1. A method for performing an arithmetic operation in a data processing unit, the method comprising: the data processing unit iteratively computing an approximate result of the arithmetic operation; concurrently with the iteratively computing, the data processing unit computing at least two supplementary values of the approximate result of the arithmetic operation; and the data processing unit selecting a final result of the arithmetic operation from among a set including the approximate result and the at least two supplementary values depending on a result of a last iteration of the iteratively computing.

2. The method according to claim 1, wherein the arithmetic operation is an SRT (Sweeney, Robertson, and Tocher) computation process.

3. The method according to claim 1, wherein the arithmetic operation is a division operation.

4. The method according to claim 1, wherein the arithmetic operation is a square-root operation.

5. The method according to claim 1, wherein the arithmetic operation is one of an addition, a subtraction, or a multiplication operation.

6. The method according to claim 1, wherein: the iteratively computing the approximate result comprises iteratively computing an approximate result Q of the arithmetic operation by accumulating digit values q concatenated to a previous approximate result Q using a given radix r; computing at least two supplementary values comprises computing iteratively the at least two supplementary values of the approximate result, Q−1 and Q−2, by accumulating digit values q−1 and q−2, respectively, concatenated to previous supplementary values Q−1 and Q−2 using the given radix r; the method further comprises computing concurrently a remainder value P of the arithmetic operation; the selecting the final result comprises: in response to P being greater than or equal to zero and Q being greater than or equal to zero, selecting as the final result a value of Q for the last iteration; in response to P being less than zero and Q being greater than or equal to zero, selecting as the final result a value of Q−1 for the last iteration; in response to P being greater than or equal to zero and Q being less than zero, a negation of a value of Q−1 for the last iteration; and in response to P being less than zero and Q being less than zero, selecting as the final result a negation of a value of Q−2 for the last iteration.

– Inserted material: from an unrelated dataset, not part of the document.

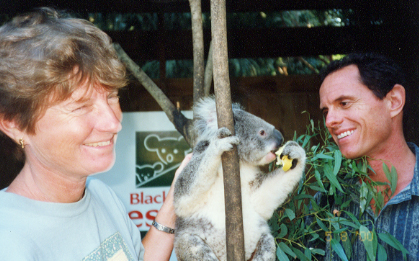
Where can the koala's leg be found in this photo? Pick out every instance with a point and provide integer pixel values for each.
(191, 247)
(272, 189)
(201, 172)
(265, 249)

7. The method according to claim 6, and further comprising selecting the digit values q from a lookup table.

8. The method according to claim 6, wherein an absolute value of the digit values q is less than the radix r.

9. The method according to claim 1, wherein selecting the final result comprises selecting the final result using a multiplexing unit having the approximate result and the at least two supplementary values as inputs.

10. The method according to claim 9, wherein the selecting the final result includes the multiplexing unit selecting the final result in response to at least two hardware lines indicating operand signs.

Description

BRIEF DESCRIPTION OF THE SEVERAL VIEWS OF THE DRAWINGS

(1) The present invention together with the above-mentioned and other objects and advantages may best be understood from the following detailed description of the embodiments, but not restricted to the embodiments, wherein is shown in:

(2) FIG. 1 a generalized process flow of an SRT division process according to the state of the art;

(3) FIG. 2 an example embodiment of an SRT division process with extended carry-less digit-wise accumulation according to the invention;

(4) FIG. 3 an implementation with two data registers of an SRT division process according to the exemplary embodiment of FIG. 2;

(5) FIG. 4 depicts an exemplary embodiment according to FIG. 2 with three data registers;

(6) FIG. 5 depicts an exemplary embodiment according to FIG. 3 with only two data registers; and

(7) FIG. 6 depicts an exemplary embodiment of a data processing system for carrying out a method according to the invention.

DETAILED DESCRIPTION

(8) In the drawings, like elements are referred to with like reference numerals. The drawings are merely schematic representations, not intended to portray specific parameters of the invention. Moreover, the drawings are intended to depict only typical embodiments of the invention and therefore should not be considered as limiting the scope of the invention.

(9) In FIG. 1 a generalized process flow of an SRT division process according to the state of the art is shown. The example depicts a fixed-point division process for determining a quotient Q as well as a remainder R by calculating a value A divided by a value B. First a pre-processing process 30 is done to determine the absolute values of both input values A and B. Then a normalizing process 32 takes place before the iterative SRT division process 34 starts with the absolute values |A| and |B|.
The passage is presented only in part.